Major scientific concerns:
Analysis of delta13C:
- If I understand the procedure correctly then the yield during derivatization ranges from 80% to 85%. Have the authors considered the possibility that the derivatization reaction itself may introduce an isotope fractionation and that there could be a Rayleigh fractionation effect. At yield of 80% to 85%, the isotopic composition of the pooled product is not yet identical to the isotopic composition of the reactant before the start of the reaction. Depending on the prescence and magnitude of the fractionation there could be a significant effect .Have the authors investigated the possibility of a fractionation for this reaction (if yes can they report the fractionation constant for the individual reactant-product pairs reported in this study) and factored the Rayleigh effect into their mass balance calculations in section 2.2.2. These crucial details are completely omitted.
- Normally, when isotope ratios are measured with an accuracy of 0.2 permil then it is necessary that some type of standard is measured alongside the sample in the same mass spectrometer. Can the authors please elaborate on the standard they used (which is hopefully traceable to VPDB )and provide additional details. Did they spike the sample with a standard?
- The GC part of their GC-isotope ratio MS would have some type of injector, and a column temperature program as well as carrier gas flow rates. The authors need to provide these details.
Figure 5: This figure is far too confusing. The authors need to settle on one set of organic compounds/compound ratios and influencing factors for which they want to compare before and after lockdown. They need to keep the arrangement of columns and rows identical both for the panels. Parameters in columns, parameters in rows and sequence in both should be same in the panel that shows before lockdown and the panel that shows after lockdown. Having some unique parameters that are only there in the “before” or the “after” and having parameters that are common but swapped around between the columns and rows makes the visual comparison very difficult for the reader.
Figure 8 panel f: I am not sure that fitting two different lines for day and night here is warranted. This could be the Simpson paradox in action. All day samples except one outlier fall onto the same line as the night samples just within a narrower range of that line.
Statistical analysis: There are no details on the MLR analysis and random forest machine learning analysis in the methods section. Line 163 states “The results showed that in Jinan city only 18.2% of the enhanced O3 concentration was resulted from the meteorological variations, and the other 81.8% was ascribed to the reductions of anthropogenic emissions (Fig. S1)”. Firstly, the supplement does not appear to contain what it is supposed to according to the main text. Fig. S1 contains only the Back trajectory cluster analysis and the PSCF of the trajectories, Figure S2 pertains to the MLR/Random forest results. Secondly Figure. S2, which does appear to show the results of the poorly described Random forest? or MLR? analysis shows the highest importance for temperature and solar radiation. So, I have several problems with the sentence above and the figure:
- Figure numbering in the supplement and main manuscript inconsistent. Not only for this case but overall.

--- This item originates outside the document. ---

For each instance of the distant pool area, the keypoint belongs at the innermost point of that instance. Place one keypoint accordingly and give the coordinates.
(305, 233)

- Figure S2 directly contradicts the statement in the text. Temperature and solar radiation appear to jointly explain more than 60% of the ozone variability. When one throws in RH and WS > 80% appears to be explained by meteorology and <20% by emission changes. Hence it appears this sentence, the abstract and conclusions need to be revised
- There is only one histogram which shows either the results of the MLR analysis or the results of the random forest analysis or some average in the supplement. I can’t imagine both these methods would 100% agree on the relative importance of different factors. Both should be shown separately and contrasted if both techniques were used.

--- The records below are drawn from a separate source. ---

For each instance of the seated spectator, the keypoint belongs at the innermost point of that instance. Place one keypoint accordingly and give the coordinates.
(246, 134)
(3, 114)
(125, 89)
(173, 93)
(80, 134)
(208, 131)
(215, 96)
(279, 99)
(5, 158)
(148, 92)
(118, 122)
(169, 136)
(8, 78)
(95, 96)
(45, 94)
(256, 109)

- The implementation of the MLR and random forest analysis is not described in the methods section.
The points raised above have implications for the abstract and also for the conclusions line 440 “However, the O3 concentration increased by 1.3 times synchronously during the LCD, which was largely launched by the reduction of anthropogenic emissions whose contribution reached up to 81.8%.”

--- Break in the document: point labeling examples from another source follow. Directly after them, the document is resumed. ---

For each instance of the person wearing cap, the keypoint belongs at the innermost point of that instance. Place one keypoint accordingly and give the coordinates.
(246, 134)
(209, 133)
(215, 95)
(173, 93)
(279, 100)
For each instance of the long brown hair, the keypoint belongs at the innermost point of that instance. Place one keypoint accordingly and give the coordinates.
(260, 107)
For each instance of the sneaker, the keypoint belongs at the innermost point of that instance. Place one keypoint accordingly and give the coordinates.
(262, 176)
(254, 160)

PMF analysis: The details of the PMF analysis are completely missing in the method section. Which species were weak and which ones were strong. Why exactly did the authors decide to keep NH4+ out of their PMF model? Why did they keep K+ (a species that should be a decent biomass burning tracer) out of their model? Same question for why did they keep about half their measured acids out of the model? What was the rational for keeping O3 and LWC in the model instead of using them as independent tracers to verify factor profiles. How did the authors decide on 5 factors as the right number of factors. The PMF mathematically solves the equation “explain all my data under the assumption that there are X number of sources impacting my site” The choice of X as 4,5,6, …n is the largest assumption that modifies the PMF outcome. Second largest is inclusion and exclusion of species and third the choice of weak and strong species and the percent uncertainty of each individual species. Unequal uncertainties can heavily drive the PMF outcome. So, all these details of PMF implementation need to be provided. Particularity, why 5 why not 4 or 6 factors needs a justification. Also, what about the error analysis for the PMF? Was bootstrapping done.
Statistical data analysis in section 3.2 & 3.3.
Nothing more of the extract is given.